= Michael Wigge =

Michael Wigge is a German travel writer, television producer and entertainment personality in Europe and in the United States. Wigge has created several travel documentary programs that were viewed in Europe and the United States.

==Biography==
In 2002, Wigge stated working on TV broadcaster VIVA. He also presented comedy clips on the British daily show London Calling. On that program, Wigge made what was called the longest donkey ride in music television history. On his ride, dressed as Henry VIII, Wigge visited Queen Elizabeth on her 50th jubilee at Buckingham Palace.

In 2003, Wigge returned to Germany to work on the comedy program The Chancellor’s Bungalow on WDR. He portrayed the satirical reporter “Dr. Wigge” doing interviews with the Chancellor of Germany and the President of Germany.

From 2004 to 2006, Wigge interviewed celebrities for Sarah Kuttner – Die Show (VIVA and MTV). Under the heading “Wigge on a Mission” he conducted interviews using insane quirks and confusing statements. Ben Stiller wants to cancel the interview, Halle Berry puts Wigge's eyelash in her décolleté and Angelina Jolie calls him a “crazy but fantastic man”.
Wigge also appeared on the ARD Morning Show”as a special reporter for the Olympics Summer Games and the 2004 European Football Championship. Wigge also produced Wigge BIG in Japan (VIVA, 2004) and Kulturschock (MTV, 2006). While produced Kulturschock, Wigge lived with the Sanema Indians in the Amazon rain forest.

From 2007 to 2010, Wigge produced the series Wigge and the Truth about Germany and Land of Loveliness on Deutsche Welle TV. He received the platinum award in the category “On-Air Talent” at the 41st Houston World Film Festival in 2008. In 2008, Wigge worked as a reporter for GEO in Canada.

In 2009, Wigge receives the ZDF VJ Award in the category “Best Newcomer Video Journalist”. In 2010, “How to Travel the World for Free” is the first collaboration with ZDFneo and is also published as a book in Germany. The documentary series (5 x 30 min., ZDFneo broadcast May / June 2010) was awarded the Accolade Award of Merit for Best Feature Documentation in the U.S. in 2011 and was nominated for the Grimme Award 2011 in the category “entertainment”, Germany most relevant journalist award. The series is renamed “How to Travel the World for FREE” for the international market.

In 2011, Wigge produced the TV series Wigges Tauschrausch (How to Barter for Paradise). In this series, he travels the world, bartering from an apple to a house in Hawaii. This entertainment series has been broadcast on ZDFneo and is published as a book.

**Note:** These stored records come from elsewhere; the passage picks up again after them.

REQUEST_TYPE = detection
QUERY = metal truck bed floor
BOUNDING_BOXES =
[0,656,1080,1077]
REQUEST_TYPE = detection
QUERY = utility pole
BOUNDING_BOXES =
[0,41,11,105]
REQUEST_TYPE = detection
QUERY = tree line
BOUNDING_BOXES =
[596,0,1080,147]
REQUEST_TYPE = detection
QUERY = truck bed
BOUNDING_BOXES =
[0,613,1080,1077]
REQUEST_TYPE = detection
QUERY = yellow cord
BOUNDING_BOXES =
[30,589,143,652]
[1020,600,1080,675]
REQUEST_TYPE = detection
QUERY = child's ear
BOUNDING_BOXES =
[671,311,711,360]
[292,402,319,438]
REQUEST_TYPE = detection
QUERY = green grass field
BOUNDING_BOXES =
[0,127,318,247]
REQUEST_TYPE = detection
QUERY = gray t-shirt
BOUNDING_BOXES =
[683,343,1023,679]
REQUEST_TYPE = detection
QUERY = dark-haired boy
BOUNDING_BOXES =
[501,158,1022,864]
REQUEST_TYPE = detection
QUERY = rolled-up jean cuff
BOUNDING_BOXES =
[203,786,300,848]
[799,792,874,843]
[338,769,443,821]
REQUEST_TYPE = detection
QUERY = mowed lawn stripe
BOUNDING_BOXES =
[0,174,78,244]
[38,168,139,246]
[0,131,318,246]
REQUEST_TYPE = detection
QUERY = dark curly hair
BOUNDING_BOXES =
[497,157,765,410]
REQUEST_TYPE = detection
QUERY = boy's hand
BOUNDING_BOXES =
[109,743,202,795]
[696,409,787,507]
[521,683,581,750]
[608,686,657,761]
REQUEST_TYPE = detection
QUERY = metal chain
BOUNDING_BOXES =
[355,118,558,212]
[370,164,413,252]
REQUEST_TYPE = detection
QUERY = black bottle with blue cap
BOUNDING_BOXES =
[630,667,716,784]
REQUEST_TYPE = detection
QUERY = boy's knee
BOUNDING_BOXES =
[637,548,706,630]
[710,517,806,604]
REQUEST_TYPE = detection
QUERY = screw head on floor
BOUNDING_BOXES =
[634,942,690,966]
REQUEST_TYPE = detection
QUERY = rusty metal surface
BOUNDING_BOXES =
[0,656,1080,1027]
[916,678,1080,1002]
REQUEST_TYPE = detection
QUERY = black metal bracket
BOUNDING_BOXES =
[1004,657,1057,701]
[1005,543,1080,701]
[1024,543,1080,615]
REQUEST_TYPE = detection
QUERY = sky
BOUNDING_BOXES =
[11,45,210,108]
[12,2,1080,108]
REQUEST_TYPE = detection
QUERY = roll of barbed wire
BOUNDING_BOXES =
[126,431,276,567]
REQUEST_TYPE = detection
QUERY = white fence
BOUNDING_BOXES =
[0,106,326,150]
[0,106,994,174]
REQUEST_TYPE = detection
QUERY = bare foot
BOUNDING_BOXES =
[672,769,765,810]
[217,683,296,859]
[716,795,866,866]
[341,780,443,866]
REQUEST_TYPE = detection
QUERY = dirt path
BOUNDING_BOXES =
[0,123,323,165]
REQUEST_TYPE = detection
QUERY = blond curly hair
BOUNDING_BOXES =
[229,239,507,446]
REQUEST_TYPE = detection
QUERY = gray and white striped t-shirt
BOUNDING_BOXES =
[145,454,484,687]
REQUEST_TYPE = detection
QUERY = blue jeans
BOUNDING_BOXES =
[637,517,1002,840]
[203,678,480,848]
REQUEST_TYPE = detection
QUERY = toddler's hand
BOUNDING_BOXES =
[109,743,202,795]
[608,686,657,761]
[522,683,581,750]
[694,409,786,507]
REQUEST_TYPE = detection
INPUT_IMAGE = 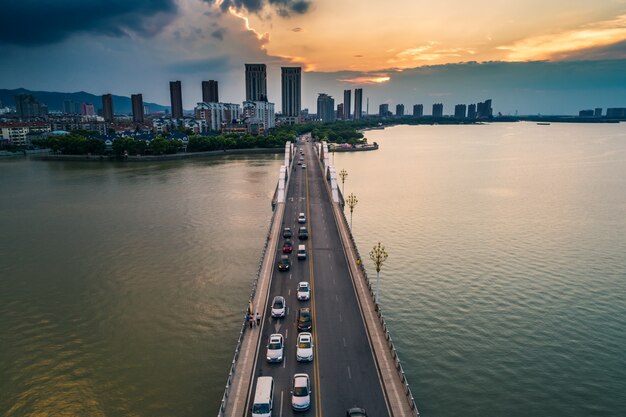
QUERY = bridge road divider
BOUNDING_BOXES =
[217,142,295,417]
[317,143,420,417]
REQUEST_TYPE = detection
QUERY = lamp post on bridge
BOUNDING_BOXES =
[346,193,359,231]
[370,242,389,308]
[339,169,348,196]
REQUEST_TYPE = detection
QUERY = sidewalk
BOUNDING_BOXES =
[223,203,285,417]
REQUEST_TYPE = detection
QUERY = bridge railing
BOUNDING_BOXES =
[332,175,420,417]
[217,193,276,417]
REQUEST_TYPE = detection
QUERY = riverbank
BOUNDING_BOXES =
[31,148,285,162]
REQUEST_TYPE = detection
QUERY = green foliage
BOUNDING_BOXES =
[33,133,104,155]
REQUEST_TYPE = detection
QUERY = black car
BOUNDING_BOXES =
[346,407,367,417]
[298,307,313,332]
[278,255,291,271]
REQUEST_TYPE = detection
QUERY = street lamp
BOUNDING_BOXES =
[370,242,389,306]
[346,193,359,231]
[339,169,348,195]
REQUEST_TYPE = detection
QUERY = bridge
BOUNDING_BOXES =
[218,135,419,417]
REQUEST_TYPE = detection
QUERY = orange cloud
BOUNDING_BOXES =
[337,74,391,84]
[496,14,626,61]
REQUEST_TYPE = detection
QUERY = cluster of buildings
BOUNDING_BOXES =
[378,99,493,120]
[578,107,626,119]
[317,88,363,123]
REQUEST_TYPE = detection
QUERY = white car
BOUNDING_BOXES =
[296,332,313,362]
[272,295,286,317]
[267,333,285,362]
[291,374,311,411]
[297,281,311,301]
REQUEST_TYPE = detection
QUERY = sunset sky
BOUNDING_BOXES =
[0,0,626,113]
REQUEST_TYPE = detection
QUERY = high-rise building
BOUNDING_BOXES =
[170,81,183,119]
[102,94,113,122]
[467,104,476,119]
[80,103,96,116]
[454,104,467,119]
[378,103,389,117]
[343,90,352,120]
[202,80,220,103]
[130,94,143,123]
[354,88,363,120]
[433,103,443,117]
[241,101,276,131]
[476,99,493,119]
[246,64,267,101]
[281,67,302,119]
[317,93,336,123]
[63,100,74,114]
[15,94,48,119]
[337,103,343,119]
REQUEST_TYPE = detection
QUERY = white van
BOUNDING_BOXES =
[252,376,274,417]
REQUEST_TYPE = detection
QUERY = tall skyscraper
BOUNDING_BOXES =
[378,103,389,117]
[80,103,96,116]
[170,81,183,119]
[246,64,267,101]
[102,94,113,122]
[354,88,363,120]
[433,103,443,117]
[130,94,143,123]
[202,80,220,103]
[467,104,476,119]
[454,104,467,119]
[317,93,335,123]
[281,67,302,121]
[343,90,352,120]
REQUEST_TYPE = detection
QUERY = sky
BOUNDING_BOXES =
[0,0,626,114]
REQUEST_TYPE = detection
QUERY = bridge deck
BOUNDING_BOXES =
[219,136,414,417]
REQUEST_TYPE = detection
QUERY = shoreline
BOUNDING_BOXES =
[31,148,285,162]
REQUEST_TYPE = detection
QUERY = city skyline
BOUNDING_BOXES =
[0,0,626,114]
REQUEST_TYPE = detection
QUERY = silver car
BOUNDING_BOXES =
[266,333,285,362]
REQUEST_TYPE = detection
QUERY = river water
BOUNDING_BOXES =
[0,123,626,417]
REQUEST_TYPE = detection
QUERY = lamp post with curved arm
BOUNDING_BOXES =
[346,193,359,231]
[339,169,348,195]
[370,242,389,306]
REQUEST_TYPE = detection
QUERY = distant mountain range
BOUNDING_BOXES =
[0,88,170,114]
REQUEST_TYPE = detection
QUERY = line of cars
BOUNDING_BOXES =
[252,213,313,417]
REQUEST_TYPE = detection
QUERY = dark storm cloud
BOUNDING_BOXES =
[210,0,311,17]
[0,0,176,45]
[211,28,226,41]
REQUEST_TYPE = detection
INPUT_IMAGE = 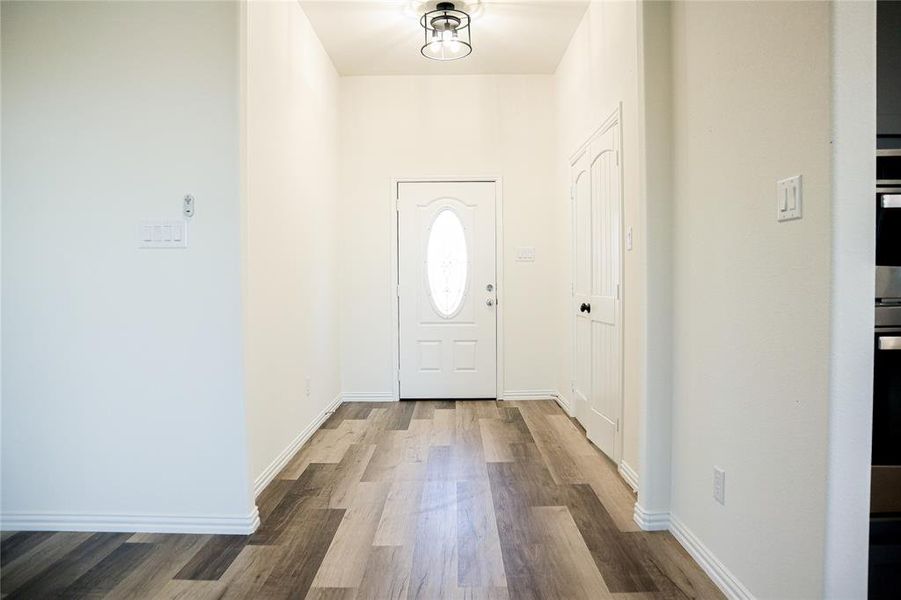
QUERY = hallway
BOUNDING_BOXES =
[0,401,722,600]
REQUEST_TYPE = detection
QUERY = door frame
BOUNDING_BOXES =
[388,176,507,401]
[567,102,627,466]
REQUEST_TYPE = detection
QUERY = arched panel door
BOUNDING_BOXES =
[571,122,623,463]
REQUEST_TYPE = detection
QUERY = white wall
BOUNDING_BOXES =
[339,75,564,404]
[2,2,254,531]
[243,0,340,492]
[672,2,832,598]
[553,2,645,478]
[823,1,881,599]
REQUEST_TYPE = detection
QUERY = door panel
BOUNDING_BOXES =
[572,119,622,462]
[397,182,497,398]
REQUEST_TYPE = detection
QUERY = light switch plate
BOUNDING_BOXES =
[516,247,535,262]
[713,467,726,505]
[776,175,802,222]
[138,219,188,248]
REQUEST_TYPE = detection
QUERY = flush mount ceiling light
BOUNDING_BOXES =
[419,2,472,60]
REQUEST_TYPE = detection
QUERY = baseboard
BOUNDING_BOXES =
[503,390,560,401]
[253,394,341,498]
[632,502,670,531]
[341,392,397,402]
[669,515,754,600]
[0,506,260,535]
[554,392,574,417]
[617,460,638,492]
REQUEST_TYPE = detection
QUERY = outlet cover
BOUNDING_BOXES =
[713,467,726,506]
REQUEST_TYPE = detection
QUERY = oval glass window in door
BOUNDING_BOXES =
[426,208,469,319]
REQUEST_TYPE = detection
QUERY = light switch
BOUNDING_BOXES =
[138,220,188,248]
[776,175,802,221]
[516,247,535,262]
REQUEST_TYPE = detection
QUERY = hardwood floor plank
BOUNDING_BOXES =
[0,531,53,567]
[0,400,722,600]
[60,543,154,600]
[385,402,416,431]
[248,463,336,546]
[407,481,457,600]
[259,509,344,600]
[457,477,507,588]
[0,532,92,593]
[372,479,423,546]
[4,533,131,599]
[219,546,285,600]
[567,484,658,592]
[174,535,249,581]
[313,482,389,588]
[110,534,211,600]
[153,579,225,600]
[356,546,413,600]
[531,506,610,600]
[307,588,357,600]
[622,531,724,600]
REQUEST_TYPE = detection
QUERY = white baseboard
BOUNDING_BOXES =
[0,506,260,535]
[503,390,560,401]
[632,502,670,531]
[554,392,574,417]
[341,392,397,402]
[669,515,754,600]
[617,460,638,492]
[253,394,341,499]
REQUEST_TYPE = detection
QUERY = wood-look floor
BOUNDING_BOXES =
[0,401,722,600]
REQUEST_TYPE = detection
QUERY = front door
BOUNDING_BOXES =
[397,182,497,398]
[571,121,623,463]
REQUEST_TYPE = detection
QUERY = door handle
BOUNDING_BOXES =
[879,335,901,350]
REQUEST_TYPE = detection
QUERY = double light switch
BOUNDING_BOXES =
[138,219,188,248]
[776,175,801,221]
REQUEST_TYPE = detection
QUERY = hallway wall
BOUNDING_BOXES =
[338,75,564,399]
[0,2,255,532]
[672,2,832,598]
[242,0,340,487]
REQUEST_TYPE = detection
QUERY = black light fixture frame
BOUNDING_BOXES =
[419,2,472,61]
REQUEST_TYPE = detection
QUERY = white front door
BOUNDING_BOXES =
[397,182,497,399]
[571,122,623,463]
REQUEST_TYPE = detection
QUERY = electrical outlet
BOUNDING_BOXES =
[713,467,726,506]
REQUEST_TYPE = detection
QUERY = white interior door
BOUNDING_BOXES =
[571,122,623,463]
[397,182,497,398]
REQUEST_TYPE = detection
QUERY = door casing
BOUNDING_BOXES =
[388,176,507,400]
[567,102,627,465]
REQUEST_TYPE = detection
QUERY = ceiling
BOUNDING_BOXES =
[300,0,588,75]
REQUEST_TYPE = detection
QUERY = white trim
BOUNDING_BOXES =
[388,175,507,400]
[341,392,398,402]
[670,515,754,600]
[0,506,260,535]
[498,390,560,401]
[616,460,638,493]
[253,394,341,498]
[632,502,670,531]
[554,392,573,417]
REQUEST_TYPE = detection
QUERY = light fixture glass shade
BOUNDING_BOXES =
[419,2,472,60]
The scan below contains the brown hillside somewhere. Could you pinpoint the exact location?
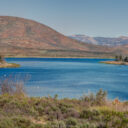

In 2012, Wigge published the book How to Travel the World for FREE. The accompanying series was broadcast on PBS channels in the US. During the press campaign, Wigge appeared on the Tonight Show with Jay Leno. He later appeared in the LA Times, USA Today and on the Today Show.

In 2013, Wigge crossed Germany on a Mibo Mastr scooter – 2,500 kilometers in 80 days and published this project as a TV series and a book in Germany. In the same year, he traveled through Switzerland for free for 3Sat television. How to Travel the World for free and How to Barter for Paradise were published in winter 2013/2014 by Skyhorse Publishing in the US. “

Wigge has lived in Hawaii since 2013.

==Criticism==
Some have criticized Wigge for downplaying the production elements that go into his traveling, such as plane tickets and back-up financing, that delegitimize claims of "low-budget" travel.